Published online Feb 24, 2021. doi: 10.5306/wjco.v12.i2.95
Peer-review started: November 20, 2020
First decision: December 3, 2020
Revised: December 7, 2020
Accepted: December 22, 2020
Article in press: December 22, 2020
Published online: February 24, 2021
Cardiotoxicity from thoracic radiotherapy can significantly contribute to treatment related morbidity and mortality. Despite this, cardiac substructures are not routinely delineated in thoracic radiation planning.
Autosegmentation of cardiac substructures would allow for relative dose calculation to these subsites without the added labor of manual definition.
To determine whether autosegmentation software can be successfully employed for the cardiac substructures in patients planned using respiratory gated, non-contrasted computed tomography (CT) imaging.

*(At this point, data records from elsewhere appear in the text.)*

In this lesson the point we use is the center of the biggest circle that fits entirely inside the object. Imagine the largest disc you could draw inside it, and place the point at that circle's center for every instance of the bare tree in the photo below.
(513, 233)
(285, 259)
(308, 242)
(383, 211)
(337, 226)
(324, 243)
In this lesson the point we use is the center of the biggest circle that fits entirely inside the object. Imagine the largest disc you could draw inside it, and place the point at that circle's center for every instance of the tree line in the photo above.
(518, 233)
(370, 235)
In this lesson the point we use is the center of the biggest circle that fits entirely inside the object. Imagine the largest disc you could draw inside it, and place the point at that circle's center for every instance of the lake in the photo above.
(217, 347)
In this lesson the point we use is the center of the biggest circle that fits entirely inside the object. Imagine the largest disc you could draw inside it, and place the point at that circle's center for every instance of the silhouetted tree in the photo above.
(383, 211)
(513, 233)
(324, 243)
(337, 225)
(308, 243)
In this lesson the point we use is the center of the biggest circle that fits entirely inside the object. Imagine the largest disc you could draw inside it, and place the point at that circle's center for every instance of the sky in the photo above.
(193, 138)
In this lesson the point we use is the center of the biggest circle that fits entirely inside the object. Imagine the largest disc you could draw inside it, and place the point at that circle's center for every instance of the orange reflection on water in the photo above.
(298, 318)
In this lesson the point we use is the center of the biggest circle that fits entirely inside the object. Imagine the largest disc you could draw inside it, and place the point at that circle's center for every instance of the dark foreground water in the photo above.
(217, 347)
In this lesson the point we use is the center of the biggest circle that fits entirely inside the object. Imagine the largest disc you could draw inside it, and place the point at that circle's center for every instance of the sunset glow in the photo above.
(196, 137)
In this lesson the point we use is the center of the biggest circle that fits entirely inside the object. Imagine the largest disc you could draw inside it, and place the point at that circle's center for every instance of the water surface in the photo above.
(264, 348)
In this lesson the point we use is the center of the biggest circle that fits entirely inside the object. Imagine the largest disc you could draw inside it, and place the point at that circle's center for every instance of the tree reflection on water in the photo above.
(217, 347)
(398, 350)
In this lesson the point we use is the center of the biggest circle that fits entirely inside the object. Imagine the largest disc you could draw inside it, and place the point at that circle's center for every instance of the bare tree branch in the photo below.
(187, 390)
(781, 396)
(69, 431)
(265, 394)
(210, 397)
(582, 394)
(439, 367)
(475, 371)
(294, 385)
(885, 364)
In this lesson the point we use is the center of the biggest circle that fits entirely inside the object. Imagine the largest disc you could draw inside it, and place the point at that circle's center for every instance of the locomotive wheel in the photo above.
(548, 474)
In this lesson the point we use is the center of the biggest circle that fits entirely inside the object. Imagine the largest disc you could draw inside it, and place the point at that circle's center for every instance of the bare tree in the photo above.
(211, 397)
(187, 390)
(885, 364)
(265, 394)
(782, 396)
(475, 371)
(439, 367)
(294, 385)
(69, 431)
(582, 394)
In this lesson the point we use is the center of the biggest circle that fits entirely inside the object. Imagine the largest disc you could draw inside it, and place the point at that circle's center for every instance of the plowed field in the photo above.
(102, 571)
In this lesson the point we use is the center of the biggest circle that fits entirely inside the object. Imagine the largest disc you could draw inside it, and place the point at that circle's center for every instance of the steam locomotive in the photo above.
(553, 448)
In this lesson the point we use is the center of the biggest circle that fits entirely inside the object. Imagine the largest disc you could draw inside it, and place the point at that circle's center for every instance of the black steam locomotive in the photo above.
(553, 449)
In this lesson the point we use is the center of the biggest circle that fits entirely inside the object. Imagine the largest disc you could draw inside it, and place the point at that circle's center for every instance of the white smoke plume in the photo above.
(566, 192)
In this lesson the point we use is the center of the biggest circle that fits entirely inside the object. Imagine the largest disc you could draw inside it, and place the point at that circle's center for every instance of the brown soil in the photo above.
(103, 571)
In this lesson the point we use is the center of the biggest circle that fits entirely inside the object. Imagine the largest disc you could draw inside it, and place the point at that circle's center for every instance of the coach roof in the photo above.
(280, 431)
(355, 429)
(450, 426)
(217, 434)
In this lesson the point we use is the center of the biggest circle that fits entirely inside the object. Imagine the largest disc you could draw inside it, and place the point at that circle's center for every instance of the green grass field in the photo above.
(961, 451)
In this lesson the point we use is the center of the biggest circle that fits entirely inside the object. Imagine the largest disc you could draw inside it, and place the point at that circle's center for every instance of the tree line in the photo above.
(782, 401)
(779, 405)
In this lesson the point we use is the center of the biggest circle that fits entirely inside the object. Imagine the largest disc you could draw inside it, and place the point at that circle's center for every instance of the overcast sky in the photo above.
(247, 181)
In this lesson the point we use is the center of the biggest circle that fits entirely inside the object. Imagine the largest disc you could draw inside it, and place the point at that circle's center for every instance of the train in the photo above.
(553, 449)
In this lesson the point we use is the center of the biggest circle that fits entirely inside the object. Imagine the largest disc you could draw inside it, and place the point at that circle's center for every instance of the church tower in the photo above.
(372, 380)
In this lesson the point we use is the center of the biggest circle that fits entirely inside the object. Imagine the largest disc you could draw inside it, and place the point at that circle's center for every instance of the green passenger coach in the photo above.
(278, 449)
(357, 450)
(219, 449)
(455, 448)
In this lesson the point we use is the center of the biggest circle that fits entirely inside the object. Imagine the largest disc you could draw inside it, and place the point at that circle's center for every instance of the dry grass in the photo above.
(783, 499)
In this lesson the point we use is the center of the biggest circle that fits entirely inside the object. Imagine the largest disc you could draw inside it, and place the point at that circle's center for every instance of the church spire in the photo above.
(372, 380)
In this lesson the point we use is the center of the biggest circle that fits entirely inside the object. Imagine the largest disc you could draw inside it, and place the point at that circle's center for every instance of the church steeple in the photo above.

This retrospective study included patients who underwent stereotactic body radiation therapy (SBRT) for inoperable, early-stage non-small cell lung cancer from 2007 to 2019. All patients were simulated via CT imaging with respiratory gating without intravenous contrast. A 20-patient atlas of the cardiac substructures was manually constructed and used to facilitate autosegmentation via MIM software. A total of three iterations of autosegmentations were completed, each using 10 patients. Generated structure quality was evaluated by degree of required manual edits and volume discrepancy between the autocontoured structures and its edited sister structure.
The great vessels and heart chambers were reliably autosegmented with most edits considered minor. In contrast, coronary arteries either failed to be autosegmented or the generated structures required major alterations necessitating deletion and manual definition. Similarly, the generated mitral and tricuspid valves were poor whereas the aortic and pulmonary valves required at least minor and moderate changes respectively. For the majority of subsites, the additional samples did not appear to substantially impact the quality of generated structures. Volumetric analysis between autosegmented and its manually edited sister structure yielded comparable findings to the physician-based assessment of structure quality.
Our study indicated that the great vessels and heart chambers can be reliable autocontoured using MIM software. On the other hand, autosegmentation for valves is inconsistent and poor for coronary arteries. Anatomic variances and/or implanted hardware may impact the quality of autosegmentation.
Radiation heart dose is an important dosimetric parameter however dose tolerances for the cardiac substructures in conventional therapy and SBRT are not well-established. Therefore, artificial intelligence based contouring programs allow dose to be calculated to the select cardiac subsites without the added labor of manual definition.